Vuelve el debate sobre la muerte digna y la eutanasia

Imagen referencial de la eutanasia. / Pexels.
Imagen referencial de la eutanasia.

La decisión sobre la propia muerte implica dilemas morales de difícil resolución. No se debe buscar un consenso moral sobre la valorización de las circunstancias en las que la vida humana mere ce tal nombre.

Vuelve el debate sobre la muerte digna y la eutanasia

Casi veinte años después de la muerte de Ramón Sampedro, el reciente suicidio de José Antonio Arrabal, afectado por la grave dolencia de la ELA, colocó en el primero plano de la atención mediática el viejo debate sobre la eutanasia.

Una sociedad democrática no puede dar la espalda al problema del derecho a una muerte digna de las personas que, como consecuencia de una dolencia terminal o incapacitante, de un accidente o de cualquier otra circunstancia, arrastran una existencia que según sus criterios no paga la pena ser vivida. No es justo ni humano que la sociedad ignore el sufrimiento que llevan asociadas las dolencias irreversibles o las penalidades de una vida de postración absoluta. Si los derechos humanos constituyen una referencia básica del ordenamiento social, no se puede impedir que las personas que padecen esas situaciones puedan decidir -si esa es su voluntad libremente expresada- dar por finalizada su existencia.

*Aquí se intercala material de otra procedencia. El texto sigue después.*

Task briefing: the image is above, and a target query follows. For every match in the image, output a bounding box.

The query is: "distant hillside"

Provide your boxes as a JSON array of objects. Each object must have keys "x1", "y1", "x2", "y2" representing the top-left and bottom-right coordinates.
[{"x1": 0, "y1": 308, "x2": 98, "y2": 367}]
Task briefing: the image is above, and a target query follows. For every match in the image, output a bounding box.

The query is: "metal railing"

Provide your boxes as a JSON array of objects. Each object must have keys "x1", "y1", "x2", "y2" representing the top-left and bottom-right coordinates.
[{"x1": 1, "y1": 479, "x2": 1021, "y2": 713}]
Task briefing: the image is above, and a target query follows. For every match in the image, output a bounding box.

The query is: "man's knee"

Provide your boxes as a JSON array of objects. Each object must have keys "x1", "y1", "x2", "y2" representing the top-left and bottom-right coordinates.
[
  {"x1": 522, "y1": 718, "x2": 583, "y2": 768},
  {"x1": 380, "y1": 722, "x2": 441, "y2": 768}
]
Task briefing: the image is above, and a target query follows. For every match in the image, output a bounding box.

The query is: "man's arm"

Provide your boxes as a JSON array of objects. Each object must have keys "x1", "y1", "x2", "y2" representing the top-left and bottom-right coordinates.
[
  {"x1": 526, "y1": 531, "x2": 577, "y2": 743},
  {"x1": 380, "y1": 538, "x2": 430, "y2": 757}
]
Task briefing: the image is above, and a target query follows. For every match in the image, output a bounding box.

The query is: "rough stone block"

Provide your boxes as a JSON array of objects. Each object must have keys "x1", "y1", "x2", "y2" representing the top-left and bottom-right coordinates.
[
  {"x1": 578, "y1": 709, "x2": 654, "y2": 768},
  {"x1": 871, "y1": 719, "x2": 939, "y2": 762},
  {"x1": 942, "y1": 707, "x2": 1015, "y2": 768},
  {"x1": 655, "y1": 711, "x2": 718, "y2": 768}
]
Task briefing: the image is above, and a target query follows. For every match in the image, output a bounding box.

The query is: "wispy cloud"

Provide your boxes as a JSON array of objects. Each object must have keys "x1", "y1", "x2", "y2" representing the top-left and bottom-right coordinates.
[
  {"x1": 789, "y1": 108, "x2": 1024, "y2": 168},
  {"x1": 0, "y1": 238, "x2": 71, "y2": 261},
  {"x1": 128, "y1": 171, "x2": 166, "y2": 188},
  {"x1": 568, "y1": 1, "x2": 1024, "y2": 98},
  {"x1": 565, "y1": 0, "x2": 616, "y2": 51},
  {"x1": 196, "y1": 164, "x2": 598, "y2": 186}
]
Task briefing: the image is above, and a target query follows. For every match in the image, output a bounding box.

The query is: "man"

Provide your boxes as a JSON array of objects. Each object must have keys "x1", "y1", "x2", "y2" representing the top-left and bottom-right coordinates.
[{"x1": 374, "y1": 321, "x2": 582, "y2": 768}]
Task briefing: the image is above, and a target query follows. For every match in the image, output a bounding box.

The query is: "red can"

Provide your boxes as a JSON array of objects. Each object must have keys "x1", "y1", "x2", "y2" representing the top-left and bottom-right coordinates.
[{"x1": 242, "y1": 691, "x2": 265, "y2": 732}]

No estamos hablando de una decisión irreflexiva, adoptada en un momento de desesperación o de depresión aguda. Se trata de mostrar el mayor respeto a la voluntad de unas personas que asumen cabalmente la decisión de ser dueñas de sus destinos, también a la hora de la muerte. Si la libertad consiste en que las personas puedan decidir con el mínimo de condicionamiento y presiones las opciones trascendentales de sus vidas, esa misma libertad debe hacerse extensiva a poder decidir la muerte cuando, debido a circunstancias obviamente no elegidas, la vida no puede ser soportada por más tiempo.

Ciertamente, la decisión sobre la propia muerte implica dilemas morales de difícil resolución. No se debe buscar un consenso moral sobre la valorización de las circunstancias en las que la vida humana merece tal nombre. Tal acuerdo no es posible ya que supondría una uniformidad en cuestiones que la pluralidad ideológica y de creencias existente en nuestra sociedad hace inviable. Por eso, un criterio fundamental de funcionamiento de un cuerpo social permisivo y tolerante con la diversidad debe ser que aquellas decisiones que alcanzan a lo más hondo de nuestras opciones morales sean adoptadas de manera libre por cada persona. Y, en este sentido, no hay decisiones mas graves que las que se refieren a la vida y a la muerte.

Resultan comprensibles las dificultades para establecer una buena reglamentación del derecho a una muerte digna. Obviamente, la permisividad no puede ser utilizada para condicionar la voluntad de los enfermos, bien sea por sus familiares, bien sea por el personal sanitario. También deben existir garantías para evitar una utilización inadecuada de ese derecho que pretenda eliminar la carga que suponen -para el entorno familiar y el propio sistema sanitario- los enfermos completamente incapacitados o en fase terminal. En este campo, no puede haber la más mínima ambigüedad sobre de la necesidad de salvaguardar, por parte de los poderes públicos, las vidas de las personas más débiles y necesitadas de atención.

Sea cual sea la reglamentación legal pertinente para conseguir dichas garantías, sigue siendo imprescindible encarar expresamente el derecho a una muerte digna, una vez que las personas afectadas decidieron que esa es la única liberación que pueden esperar como final de una existencia que para ellas es la negación de la vida que no pudieron disfrutar.

En los años transcurridos desde la muerte de Ramón Sampedro, las mayorías parlamentarias del PP y del Partido Socialista no fueron capaces de promover la normalización legal de la eutanasia. En algunos casos argumentaron que no figuraba en su programa electoral. En otros momentos afirmaron que no constituía una prioridad para la opinión pública o que la sociedad no estaba madura para abrir el debate y aprobar la correspondiente normativa.

Creo que no estamos ante un problema de madurez ni de falta de reflexión de la mayoría social sobre este tema.Hay encuestas del CIS que certifican una receptividad muy amplia entre la población consultada.La inhibición de esas formaciones políticas tiene su origen en el miedo a la reacción que el tratamiento legal de esta cuestión puede suscitar en los sectores más conservadores y, singularmente, en la jerarquía de la Iglesia católica. Veremos si la decisión tomada por José Antonio Arrabal contribuye a remover estos viejos obstáculos.